アメリアは「清潔なトイレが恋しい〜」と嘆く花子におそるおそる声をかけた。
「花子さん……もし、行くところがないのでしたら、わたくしの家に来ますか?」
一瞬、父の顔が思い浮かんだが、どうせ既に王太子に婚約破棄された娘に愛想を尽かしていることだろう。今さら、父の顔色を窺うほどの体面はアメリアにはない。
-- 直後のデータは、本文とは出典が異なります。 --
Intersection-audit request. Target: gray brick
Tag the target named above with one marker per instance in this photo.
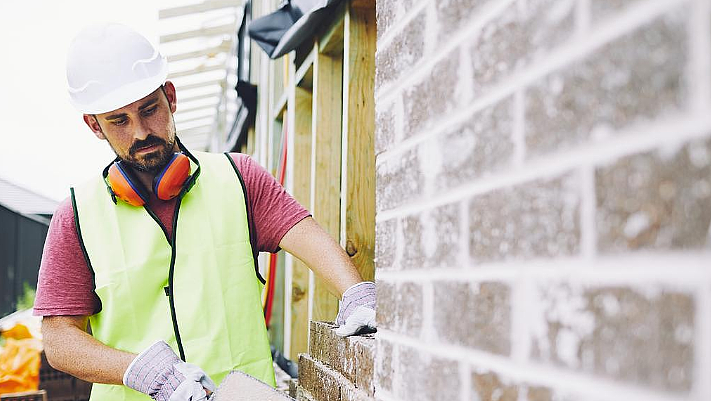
(399, 180)
(639, 77)
(384, 365)
(425, 377)
(402, 53)
(518, 37)
(474, 315)
(432, 238)
(432, 97)
(656, 200)
(488, 387)
(453, 15)
(600, 9)
(481, 145)
(353, 357)
(534, 219)
(384, 128)
(643, 337)
(399, 307)
(389, 12)
(385, 244)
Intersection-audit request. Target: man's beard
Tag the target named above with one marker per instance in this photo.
(152, 162)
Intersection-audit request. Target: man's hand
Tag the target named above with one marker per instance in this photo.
(356, 314)
(158, 372)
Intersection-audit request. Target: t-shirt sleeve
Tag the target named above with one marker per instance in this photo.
(65, 285)
(273, 211)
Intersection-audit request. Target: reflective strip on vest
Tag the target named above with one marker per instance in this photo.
(216, 292)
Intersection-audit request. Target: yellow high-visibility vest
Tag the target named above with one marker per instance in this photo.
(199, 292)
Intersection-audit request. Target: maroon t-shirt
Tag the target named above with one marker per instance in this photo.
(65, 285)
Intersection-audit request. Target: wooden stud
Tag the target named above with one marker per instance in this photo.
(358, 181)
(326, 165)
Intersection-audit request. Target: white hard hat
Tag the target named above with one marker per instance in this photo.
(110, 66)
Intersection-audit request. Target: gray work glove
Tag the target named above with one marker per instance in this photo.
(356, 313)
(158, 372)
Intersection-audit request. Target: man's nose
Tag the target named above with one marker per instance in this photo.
(142, 130)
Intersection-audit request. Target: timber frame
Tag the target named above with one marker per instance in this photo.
(321, 95)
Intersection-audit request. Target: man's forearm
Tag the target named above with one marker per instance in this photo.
(313, 246)
(71, 349)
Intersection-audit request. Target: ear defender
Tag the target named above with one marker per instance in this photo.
(170, 181)
(166, 185)
(126, 186)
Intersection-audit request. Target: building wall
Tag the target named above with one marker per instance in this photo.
(543, 200)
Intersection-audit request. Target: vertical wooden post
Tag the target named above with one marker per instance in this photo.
(358, 182)
(326, 164)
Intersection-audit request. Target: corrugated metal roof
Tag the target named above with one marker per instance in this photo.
(24, 201)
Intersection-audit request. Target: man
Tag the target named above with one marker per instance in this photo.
(162, 264)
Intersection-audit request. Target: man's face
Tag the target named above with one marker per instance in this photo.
(142, 134)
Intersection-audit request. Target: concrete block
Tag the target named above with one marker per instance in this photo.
(353, 357)
(637, 78)
(432, 98)
(399, 180)
(518, 37)
(326, 384)
(402, 53)
(480, 145)
(656, 200)
(475, 315)
(641, 336)
(432, 238)
(399, 307)
(425, 377)
(531, 220)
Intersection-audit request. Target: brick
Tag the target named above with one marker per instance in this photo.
(453, 15)
(432, 98)
(480, 145)
(389, 12)
(424, 377)
(600, 9)
(399, 181)
(637, 78)
(530, 220)
(384, 365)
(656, 200)
(403, 52)
(432, 238)
(642, 337)
(353, 357)
(488, 387)
(399, 307)
(474, 315)
(385, 244)
(385, 131)
(518, 37)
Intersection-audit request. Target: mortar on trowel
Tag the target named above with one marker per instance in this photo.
(239, 386)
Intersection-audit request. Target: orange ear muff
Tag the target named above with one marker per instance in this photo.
(170, 181)
(125, 187)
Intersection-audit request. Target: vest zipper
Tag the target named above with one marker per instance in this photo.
(169, 289)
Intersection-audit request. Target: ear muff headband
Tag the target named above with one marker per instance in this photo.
(166, 185)
(170, 181)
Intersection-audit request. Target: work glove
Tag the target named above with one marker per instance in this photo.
(356, 313)
(158, 372)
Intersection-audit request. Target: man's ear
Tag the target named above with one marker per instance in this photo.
(94, 126)
(169, 89)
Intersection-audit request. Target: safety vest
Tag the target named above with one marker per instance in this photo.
(199, 292)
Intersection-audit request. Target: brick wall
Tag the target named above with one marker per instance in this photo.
(543, 200)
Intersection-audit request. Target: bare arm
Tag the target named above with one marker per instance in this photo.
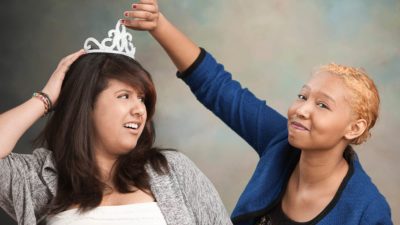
(15, 122)
(145, 16)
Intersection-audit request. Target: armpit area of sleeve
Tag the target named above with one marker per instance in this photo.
(194, 65)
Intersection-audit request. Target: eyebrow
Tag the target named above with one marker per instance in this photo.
(321, 93)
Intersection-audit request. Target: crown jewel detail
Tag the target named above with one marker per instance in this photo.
(119, 42)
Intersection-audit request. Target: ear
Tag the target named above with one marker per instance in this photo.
(355, 129)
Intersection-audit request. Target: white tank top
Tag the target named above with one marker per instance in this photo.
(133, 214)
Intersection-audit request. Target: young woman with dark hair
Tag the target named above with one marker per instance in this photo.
(308, 172)
(97, 163)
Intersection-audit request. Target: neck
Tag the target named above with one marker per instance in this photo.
(106, 167)
(319, 168)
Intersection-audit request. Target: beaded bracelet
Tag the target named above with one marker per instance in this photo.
(45, 99)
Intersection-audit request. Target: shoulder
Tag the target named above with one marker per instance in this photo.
(377, 212)
(28, 162)
(371, 204)
(177, 161)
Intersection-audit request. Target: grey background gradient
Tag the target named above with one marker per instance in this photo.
(271, 46)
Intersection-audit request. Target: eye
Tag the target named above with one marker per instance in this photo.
(123, 96)
(141, 98)
(322, 105)
(301, 97)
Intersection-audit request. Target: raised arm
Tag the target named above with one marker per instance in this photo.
(247, 115)
(15, 122)
(182, 51)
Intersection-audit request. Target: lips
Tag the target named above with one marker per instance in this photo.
(298, 126)
(134, 125)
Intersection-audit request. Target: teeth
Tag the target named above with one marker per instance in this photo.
(131, 125)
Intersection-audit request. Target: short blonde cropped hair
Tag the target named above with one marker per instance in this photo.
(365, 97)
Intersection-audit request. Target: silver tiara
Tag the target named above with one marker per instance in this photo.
(118, 42)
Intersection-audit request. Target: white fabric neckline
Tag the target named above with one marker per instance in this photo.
(147, 213)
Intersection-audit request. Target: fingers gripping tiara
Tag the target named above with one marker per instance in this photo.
(118, 42)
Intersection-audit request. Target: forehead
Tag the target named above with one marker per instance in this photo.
(116, 85)
(326, 83)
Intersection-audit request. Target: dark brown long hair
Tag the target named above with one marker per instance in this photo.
(69, 133)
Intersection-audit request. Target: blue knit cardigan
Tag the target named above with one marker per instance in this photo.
(357, 201)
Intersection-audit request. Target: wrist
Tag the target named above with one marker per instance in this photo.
(45, 99)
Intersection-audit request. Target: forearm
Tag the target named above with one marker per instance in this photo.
(182, 51)
(15, 122)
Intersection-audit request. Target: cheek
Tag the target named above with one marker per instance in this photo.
(292, 110)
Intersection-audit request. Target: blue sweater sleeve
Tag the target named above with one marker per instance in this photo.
(247, 115)
(377, 213)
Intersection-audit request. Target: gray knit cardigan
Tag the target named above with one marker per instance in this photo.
(185, 195)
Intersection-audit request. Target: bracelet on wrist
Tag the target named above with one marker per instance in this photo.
(45, 99)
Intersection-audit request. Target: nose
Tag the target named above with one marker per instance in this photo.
(138, 108)
(303, 110)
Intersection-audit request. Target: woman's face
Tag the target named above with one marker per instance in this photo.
(321, 115)
(119, 116)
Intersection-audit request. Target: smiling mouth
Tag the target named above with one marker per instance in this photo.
(133, 126)
(298, 126)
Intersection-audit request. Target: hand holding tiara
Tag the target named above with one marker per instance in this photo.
(142, 16)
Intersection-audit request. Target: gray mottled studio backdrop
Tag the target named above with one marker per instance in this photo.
(270, 46)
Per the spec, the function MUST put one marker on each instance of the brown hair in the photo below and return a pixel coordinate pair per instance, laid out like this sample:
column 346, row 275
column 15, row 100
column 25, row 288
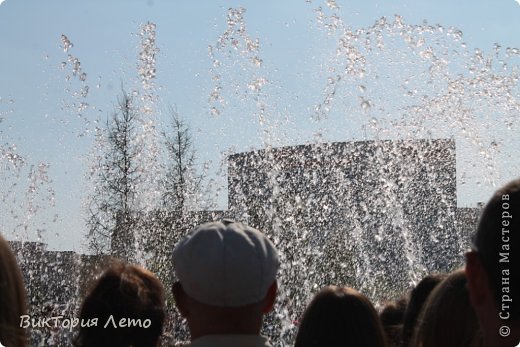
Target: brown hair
column 448, row 318
column 123, row 292
column 340, row 317
column 498, row 239
column 418, row 298
column 12, row 298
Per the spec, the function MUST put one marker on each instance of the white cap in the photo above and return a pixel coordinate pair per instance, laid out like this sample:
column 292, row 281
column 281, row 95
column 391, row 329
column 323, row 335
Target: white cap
column 226, row 264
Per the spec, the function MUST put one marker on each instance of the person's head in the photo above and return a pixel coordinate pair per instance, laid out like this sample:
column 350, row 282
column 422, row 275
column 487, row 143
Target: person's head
column 447, row 318
column 391, row 318
column 226, row 278
column 12, row 298
column 128, row 294
column 340, row 317
column 418, row 297
column 493, row 278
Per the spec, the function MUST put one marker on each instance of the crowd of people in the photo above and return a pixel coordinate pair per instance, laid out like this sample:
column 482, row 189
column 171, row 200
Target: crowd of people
column 227, row 283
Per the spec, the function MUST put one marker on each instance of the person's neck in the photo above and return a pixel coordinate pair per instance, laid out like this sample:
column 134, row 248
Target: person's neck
column 225, row 325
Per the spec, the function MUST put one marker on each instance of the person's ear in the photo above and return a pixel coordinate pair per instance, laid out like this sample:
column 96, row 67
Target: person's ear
column 477, row 279
column 270, row 298
column 180, row 298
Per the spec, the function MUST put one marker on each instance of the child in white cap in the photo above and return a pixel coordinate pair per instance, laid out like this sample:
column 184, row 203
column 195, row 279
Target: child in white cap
column 226, row 283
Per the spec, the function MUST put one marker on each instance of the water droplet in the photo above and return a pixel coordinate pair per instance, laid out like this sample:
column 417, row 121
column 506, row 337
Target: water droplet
column 365, row 105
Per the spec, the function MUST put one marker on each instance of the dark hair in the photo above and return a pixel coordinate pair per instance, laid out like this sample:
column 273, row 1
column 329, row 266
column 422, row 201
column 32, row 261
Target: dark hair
column 123, row 292
column 418, row 297
column 12, row 298
column 340, row 316
column 497, row 238
column 391, row 318
column 448, row 318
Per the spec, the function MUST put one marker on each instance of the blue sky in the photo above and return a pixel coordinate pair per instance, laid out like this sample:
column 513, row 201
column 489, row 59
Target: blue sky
column 39, row 106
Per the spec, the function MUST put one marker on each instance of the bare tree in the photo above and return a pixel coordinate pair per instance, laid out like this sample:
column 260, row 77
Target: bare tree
column 115, row 178
column 181, row 183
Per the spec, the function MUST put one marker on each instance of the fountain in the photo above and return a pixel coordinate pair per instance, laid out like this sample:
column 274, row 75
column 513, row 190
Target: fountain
column 361, row 190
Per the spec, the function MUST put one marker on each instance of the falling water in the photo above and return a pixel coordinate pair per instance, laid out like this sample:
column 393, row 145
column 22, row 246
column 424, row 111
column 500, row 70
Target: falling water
column 396, row 98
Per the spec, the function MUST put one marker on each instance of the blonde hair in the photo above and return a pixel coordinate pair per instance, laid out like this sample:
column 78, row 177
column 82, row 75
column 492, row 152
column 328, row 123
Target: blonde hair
column 12, row 298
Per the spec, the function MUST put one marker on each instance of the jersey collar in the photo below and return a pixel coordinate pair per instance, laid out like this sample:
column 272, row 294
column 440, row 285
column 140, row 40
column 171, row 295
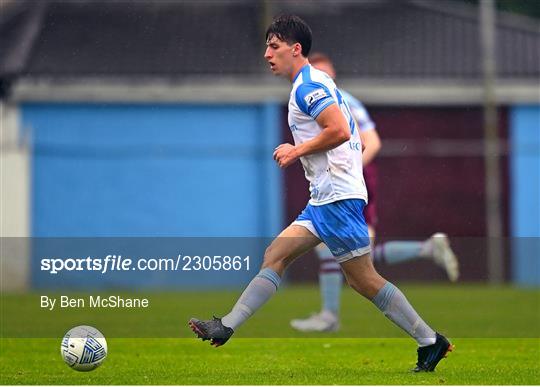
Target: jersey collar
column 304, row 67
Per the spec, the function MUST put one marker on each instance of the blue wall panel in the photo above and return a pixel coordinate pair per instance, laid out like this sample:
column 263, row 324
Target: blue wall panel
column 102, row 170
column 525, row 202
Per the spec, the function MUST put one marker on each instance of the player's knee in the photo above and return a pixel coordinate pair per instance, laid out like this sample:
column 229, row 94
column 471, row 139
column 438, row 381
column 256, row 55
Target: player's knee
column 273, row 260
column 366, row 285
「うーん。でも、あたしはトイレにいるのがアイデンティティだから……」
「それは、ずっとここにいるつもりということ? 無理よ! あなたをトイレに置いていくことなど出来ませんわ!」
花子の正体はわからないが、自分より年下の少女をトイレに置いて家に帰ることは出来ない。さりとて、花子を衛兵に渡して後を頼んで帰ることも憚られた。花子は先ほどから、アメリアに何かを協力してほしいと頼んでいる。仲間を捕まえる、とか言っていた。もしや何か重大な問題だった場合、衛兵では対処できない。
(にほん、という国は聞いたことがないわ。わたくしが知らないということは、きっとずっと遠くの国なのね。ことによっては国際問題になる。お父様に相談するまでは、花子さんをあまり人目に触れさせない方がよさそうだわ)
アメリアは花子に訴えた。
「あなたの抱えた問題が解決するまで、協力は惜しみませんわ。だからどうか、わたくしを信じて」
アメリアの真摯な態度に折れたのか、花子は口を尖らせながらも頷いた。
アメリアはほっと息を吐き、個室から出た。そして、隣の個室から出てきた花子の全身を見て驚愕した。
「なっ、なんですの! その格好は!?」
思っていた通り、花子は十歳ぐらいの小柄な少女だった。けれど、アメリアが驚いたのは花子の年齢ではなく服装だ。
「膝が見えておりますわ!」
花子は見たことのない形の赤いスカートをはいていた。しかし、その丈は明らかに短すぎる。足が丸見えではないか。
「破廉恥ですわ!」
「えー、でも、これが花子さんの正装だし」
「にほん、という国の民族衣装ですの!? けれど、この国では目立ちすぎますわ!」
アメリアはあまりのことに目を覆った。